Why does it seem to be so difficult to simply change a video's container?

For example, when I download ".avi" & ".mkv" video's from the internet & want to watch them on my Apple devices (iPhone, iPad, Apple TV), I need them to be ".mp4" instead.

I don't want to spend the time to go through the whole "conversion/transcoding" process with apps like Handbrake when it seems you can simply change their containers out with apps like Mkv2Mp4 or the old Video Container Switcher apps in a fraction of the time.

Problem is, when I use those container changing utilities, various problems arise, like...

  • having mp4's with audio out of sync, or
  • having mp4's with no audio at all, or
  • having mp4's with very jittery video.

I love the speed of these container changing apps but why don't the video's play exactly the same since they're not actually converting the codecs & such?

3 Answers 3


First reason:
Videos / audios in AVI or MKV containers may be encoded by various codecs, and not all them are supported by MP4 containters.

Second reason:
Containers are more than simple boxes for videos, audios, subtitles, etc. with some not so important metadata as author or date/time. They have a lot of unevitable valuable information, e. g. the synchronization between audio and video is possible only due to it.

So there is not a reliable algorithm to convert any AVI -> MP4 or any MKV -> MP4 (and, generally speaking, from one type of container to a different one) without changing the streams (audios, videos, etc.) contained in them - the result may be similar to the one you described.

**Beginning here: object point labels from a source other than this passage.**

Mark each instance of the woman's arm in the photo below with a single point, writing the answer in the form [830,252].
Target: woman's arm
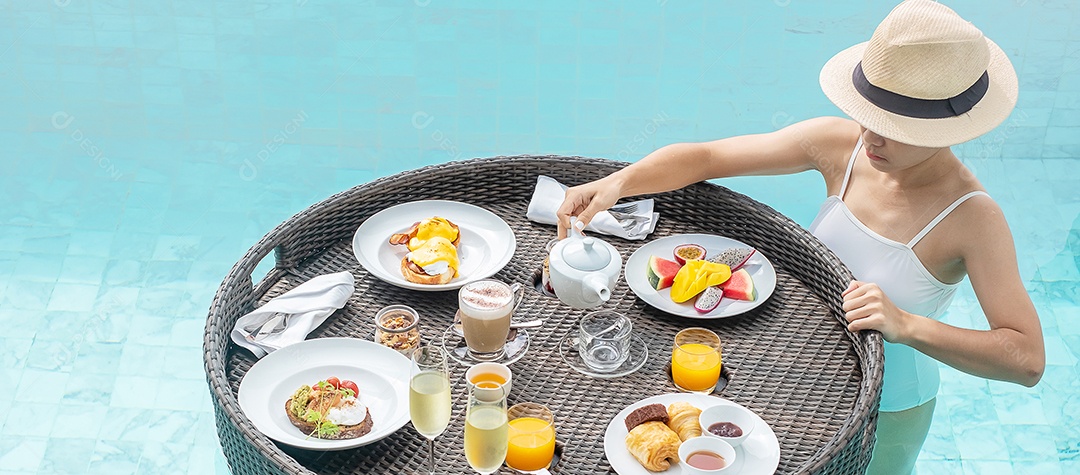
[1012,350]
[809,145]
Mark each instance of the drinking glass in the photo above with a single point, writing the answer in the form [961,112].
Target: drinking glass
[604,339]
[486,431]
[429,396]
[531,437]
[696,361]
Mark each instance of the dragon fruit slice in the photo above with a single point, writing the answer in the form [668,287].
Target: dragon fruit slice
[734,257]
[709,300]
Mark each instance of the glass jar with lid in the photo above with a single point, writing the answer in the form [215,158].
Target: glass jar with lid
[397,327]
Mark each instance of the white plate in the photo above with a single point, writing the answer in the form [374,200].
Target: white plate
[758,266]
[380,374]
[759,453]
[487,242]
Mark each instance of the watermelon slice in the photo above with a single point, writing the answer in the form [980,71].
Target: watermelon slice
[662,272]
[740,286]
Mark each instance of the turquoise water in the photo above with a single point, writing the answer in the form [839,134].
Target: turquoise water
[148,144]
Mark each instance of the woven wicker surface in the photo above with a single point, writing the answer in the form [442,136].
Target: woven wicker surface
[792,361]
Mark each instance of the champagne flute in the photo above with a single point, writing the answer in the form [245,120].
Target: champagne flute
[486,430]
[429,396]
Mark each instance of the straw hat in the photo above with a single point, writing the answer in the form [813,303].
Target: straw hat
[927,78]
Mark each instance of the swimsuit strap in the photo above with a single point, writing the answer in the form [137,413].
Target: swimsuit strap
[851,162]
[942,215]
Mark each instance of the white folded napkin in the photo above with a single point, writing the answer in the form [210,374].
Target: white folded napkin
[630,220]
[299,310]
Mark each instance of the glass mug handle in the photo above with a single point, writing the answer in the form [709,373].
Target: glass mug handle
[518,292]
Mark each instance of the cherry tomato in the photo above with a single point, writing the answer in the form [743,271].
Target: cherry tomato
[350,385]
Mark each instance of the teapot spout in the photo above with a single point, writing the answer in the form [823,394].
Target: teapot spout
[595,288]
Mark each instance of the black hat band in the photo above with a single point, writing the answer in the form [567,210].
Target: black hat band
[920,108]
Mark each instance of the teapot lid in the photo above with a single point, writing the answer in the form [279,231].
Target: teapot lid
[585,255]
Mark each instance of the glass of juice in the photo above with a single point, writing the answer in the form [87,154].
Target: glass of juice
[531,437]
[486,430]
[429,396]
[696,361]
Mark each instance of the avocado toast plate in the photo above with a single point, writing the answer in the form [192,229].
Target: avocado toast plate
[380,374]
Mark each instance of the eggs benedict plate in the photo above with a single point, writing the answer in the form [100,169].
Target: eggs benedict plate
[433,244]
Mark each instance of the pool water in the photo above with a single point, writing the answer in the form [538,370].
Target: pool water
[147,144]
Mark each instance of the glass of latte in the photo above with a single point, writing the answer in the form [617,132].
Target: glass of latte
[485,308]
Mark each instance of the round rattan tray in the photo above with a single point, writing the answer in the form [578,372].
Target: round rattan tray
[791,360]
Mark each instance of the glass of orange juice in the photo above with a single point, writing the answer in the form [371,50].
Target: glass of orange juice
[531,436]
[696,361]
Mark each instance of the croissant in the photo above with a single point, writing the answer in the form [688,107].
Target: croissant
[683,419]
[653,444]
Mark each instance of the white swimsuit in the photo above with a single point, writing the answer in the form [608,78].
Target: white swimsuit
[910,377]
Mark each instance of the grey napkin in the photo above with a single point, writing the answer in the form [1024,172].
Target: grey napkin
[288,317]
[633,220]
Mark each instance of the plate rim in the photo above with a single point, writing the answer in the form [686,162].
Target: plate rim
[690,313]
[691,397]
[316,444]
[396,280]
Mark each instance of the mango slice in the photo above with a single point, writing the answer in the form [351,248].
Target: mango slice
[696,276]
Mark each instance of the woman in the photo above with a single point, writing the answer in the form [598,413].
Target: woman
[903,213]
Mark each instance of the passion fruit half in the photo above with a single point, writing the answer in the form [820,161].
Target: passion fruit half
[688,252]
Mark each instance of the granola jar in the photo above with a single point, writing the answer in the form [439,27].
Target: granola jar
[397,327]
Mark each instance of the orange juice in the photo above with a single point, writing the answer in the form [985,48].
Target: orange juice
[531,444]
[488,380]
[696,367]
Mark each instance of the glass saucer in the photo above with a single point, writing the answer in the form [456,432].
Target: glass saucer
[638,354]
[455,345]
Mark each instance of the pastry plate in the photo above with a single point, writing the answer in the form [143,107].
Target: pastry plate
[381,374]
[758,266]
[759,453]
[487,242]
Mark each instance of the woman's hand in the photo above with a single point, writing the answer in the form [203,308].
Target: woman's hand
[585,201]
[867,308]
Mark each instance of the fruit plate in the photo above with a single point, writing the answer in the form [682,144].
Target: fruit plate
[487,242]
[380,374]
[758,267]
[759,453]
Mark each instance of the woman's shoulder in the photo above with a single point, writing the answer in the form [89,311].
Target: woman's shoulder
[827,141]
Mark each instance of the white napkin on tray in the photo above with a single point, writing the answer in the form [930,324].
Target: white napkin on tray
[299,311]
[629,220]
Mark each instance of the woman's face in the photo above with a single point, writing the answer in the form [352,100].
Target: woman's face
[889,155]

  • ah! thank you for that explanation. i got an app called "MediaInfo" (on Mac) & after looking at some video's, i see the differences in the MKV's that the MKV2MP4 app can simply change the container on vs the ones it cannot. and i haven't found any AVI's that have any innards that can be used in an MP4. so i guess i can't just have a global batch tool, i'm gonna have to look at each video & make a decision on which utility to use on it. that's a bummer for speed. i wish i could find a handy easy chart that shows which codecs & containers are compatible etc. anyways, thanks! Jun 2, 2017 at 18:48

Faster than converting and possibly ending up with a file that has problems is to install another player like VLC or KMPlayer, etc.

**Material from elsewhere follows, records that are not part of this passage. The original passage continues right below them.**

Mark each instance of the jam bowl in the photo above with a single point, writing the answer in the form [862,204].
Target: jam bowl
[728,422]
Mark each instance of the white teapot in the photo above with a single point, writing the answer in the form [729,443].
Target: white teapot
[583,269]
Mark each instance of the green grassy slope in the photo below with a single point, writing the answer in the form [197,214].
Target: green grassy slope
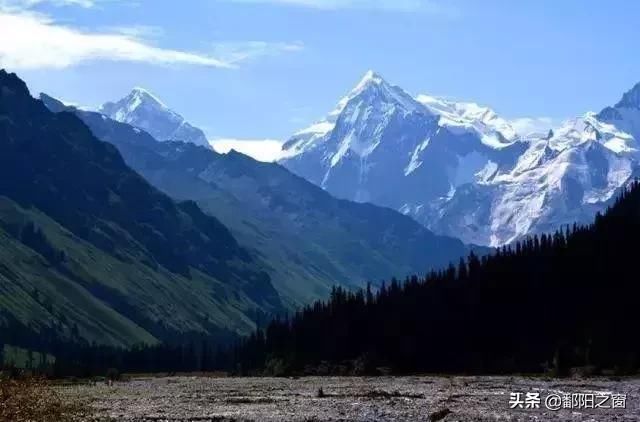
[88,247]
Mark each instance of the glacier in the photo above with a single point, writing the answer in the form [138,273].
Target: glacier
[462,170]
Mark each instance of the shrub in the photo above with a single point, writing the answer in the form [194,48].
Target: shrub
[32,400]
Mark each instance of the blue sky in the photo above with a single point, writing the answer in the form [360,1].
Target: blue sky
[262,69]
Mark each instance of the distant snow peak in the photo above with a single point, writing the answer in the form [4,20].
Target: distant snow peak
[461,169]
[631,98]
[144,110]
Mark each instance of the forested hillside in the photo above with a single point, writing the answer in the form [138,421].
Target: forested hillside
[307,240]
[91,251]
[556,301]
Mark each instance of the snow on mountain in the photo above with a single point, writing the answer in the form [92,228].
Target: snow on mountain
[145,111]
[462,170]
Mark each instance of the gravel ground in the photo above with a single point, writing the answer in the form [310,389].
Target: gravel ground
[347,399]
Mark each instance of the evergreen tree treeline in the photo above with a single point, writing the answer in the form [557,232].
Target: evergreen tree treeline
[550,301]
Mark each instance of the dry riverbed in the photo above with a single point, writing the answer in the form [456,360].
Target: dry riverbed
[348,399]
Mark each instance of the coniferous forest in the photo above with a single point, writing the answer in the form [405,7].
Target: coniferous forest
[550,302]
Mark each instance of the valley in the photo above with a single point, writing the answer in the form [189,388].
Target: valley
[352,399]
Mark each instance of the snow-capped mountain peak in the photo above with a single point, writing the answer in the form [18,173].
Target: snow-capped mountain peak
[631,98]
[493,129]
[144,110]
[461,169]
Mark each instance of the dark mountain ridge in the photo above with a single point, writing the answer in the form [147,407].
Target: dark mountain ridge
[121,247]
[307,240]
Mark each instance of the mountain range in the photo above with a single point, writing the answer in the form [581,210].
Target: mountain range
[90,250]
[460,169]
[145,111]
[305,239]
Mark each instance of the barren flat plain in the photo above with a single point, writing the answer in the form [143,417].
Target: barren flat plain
[419,398]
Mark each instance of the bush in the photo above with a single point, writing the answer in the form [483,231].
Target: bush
[276,368]
[32,400]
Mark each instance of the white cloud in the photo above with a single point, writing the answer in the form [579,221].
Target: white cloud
[234,52]
[433,6]
[527,125]
[33,41]
[267,150]
[28,4]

VLC is great on PC Desktop but on Android and iOS it's a bit buggy. There are a few 3rd Party Players for iOS that also claim to play everything.

  • i need mp4's to play on Apple TV & iOS. as far as i'm aware, there's no VLC type options for those. my post isn't about players but thanks for your time anyways. Jun 2, 2017 at 18:49

It is worth mentioning that you don't always have to 'convert/transcode' the file (as you have mentioned), in order to change the wrapper. There is an operation called re-wrap, which re-packages the media from one wrapper to another. This isn't the same as the 'fast container switching' that you have described, as re-wrapping works reliably and is often used in broadcast workflows.

For example, XSquare/XTAccess software allows you to re-wrap media without a licence. If you refer to the list of supported codecs, you will see what re-wraps are possible.

  • This isn't the same as the 'fast container switching' - what's the difference?
    – Gyan
    Jun 29, 2017 at 4:58
  • @Mulvya - it isn't the same because you don't get the negative side effects mentioned by the author of the question (no audio out of sync, missing audio or glitchy video). Why exactly is a good question - XTAccess is not GPL, unlike the other piece of software so my statement is based on empirical evidence, not theoretical.
    – Tony Sepia
    Jun 29, 2017 at 12:19
  • Ok, so XTAccess, as per you, does better remuxing. But they refer to the same process.